US stocks claw back most of yesterday’s tech driven slump; China property sentiment sours

• The Dow Jones Industrial Average rose 0.9% and the S&P 500 gained 1.1%. The tech-heavy Nasdaq Composite Index jumped 1.3% a day after falling more than 2%.

• Facebook, one of Monday’s biggest losers, clawed back some of its losses, even as it came under fire by a whistleblower on Capitol Hill. Outside the tech sector, companies bounced back partly on strong economic data.

• The Institute for Supply Management’s Services Index showed a reading of 61.9 for September, ahead of estimates of 60. This helped push non-tech stocks — and the overall market — higher. More than 80% of S&P 500 stocks were on the rise, according to FactSet.

• US oil futures stretched their gains into a fourth straight session to their highest settlement since late October 2014, a day after the Organization of the Petroleum Exporting Countries and its allies decided not to accelerate their plan for gradually relaxing production cuts.

• Overseas, Europe stocks rebounded as the Stoxx 600 rose 1.2% while Tokyo’s Nikkei 225 fell 2.2% against a backdrop of deepening concerns in the Asian region over global inflation, oil prices and a property market implosion in China.

• Earlier, the Nikkei had dropped more than 3% and briefly entered correction territory, declining more than 10% off its mid-September high. Some investors had been spooked by comments from the newly appointed Fumio Kishida indicating he might push for a capital gains tax increase, a potentially sharp reversal from the reform-driven “buy Japan” rhetoric with which foreign and domestic investors have been enticed into the market since 2013.
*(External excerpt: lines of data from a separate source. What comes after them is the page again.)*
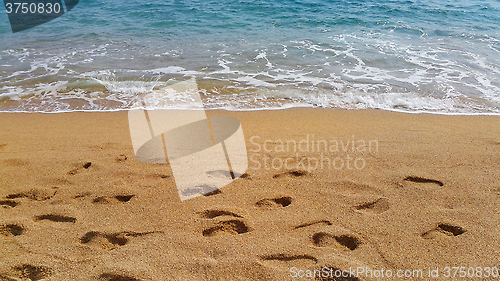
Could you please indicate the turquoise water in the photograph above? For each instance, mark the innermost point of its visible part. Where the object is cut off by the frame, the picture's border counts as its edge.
(414, 56)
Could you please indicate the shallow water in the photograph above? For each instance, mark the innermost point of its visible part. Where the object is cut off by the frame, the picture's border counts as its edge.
(415, 56)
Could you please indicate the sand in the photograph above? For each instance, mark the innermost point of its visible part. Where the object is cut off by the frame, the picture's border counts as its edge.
(423, 192)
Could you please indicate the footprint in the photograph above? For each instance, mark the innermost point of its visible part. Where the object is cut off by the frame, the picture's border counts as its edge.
(56, 218)
(109, 241)
(117, 277)
(378, 206)
(281, 201)
(285, 257)
(113, 200)
(322, 239)
(121, 158)
(245, 176)
(82, 195)
(443, 229)
(35, 194)
(31, 272)
(422, 180)
(85, 165)
(8, 203)
(210, 214)
(321, 222)
(215, 192)
(293, 173)
(335, 274)
(10, 230)
(232, 227)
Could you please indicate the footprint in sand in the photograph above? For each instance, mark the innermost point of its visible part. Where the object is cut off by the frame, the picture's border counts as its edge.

• The Straits Times Index ended 0.7% lower at 3,068.12 points amid weakened sentiment.

• The Hang Seng index bucked the overall trend regionally as it rose around 0.3%. Chinese oil majors advanced amid the prospect of elevated oil prices, with PetroChina jumping to its highest close since January 2020. Some pharmaceutical stocks rebounded after a slump yesterday, with Shanghai Fosun Pharma surging 13%.

• Sentiment toward Chinese property developers soured further after Fantasia Group failed to repay some maturing US-Dollar bonds, shattering a period of calm that had been spurred by speculation authorities would support the industry and limit damage to the economy.

• Fantasia should pose a lesser risk to markets than China Evergrande due to its smaller size. It ranked only 60th in a list of contracted sales in the first quarter of this year while Evergrande was third — and its US$12.9 billion in total liabilities are dwarfed by Evergrande’s US$304.5 billion.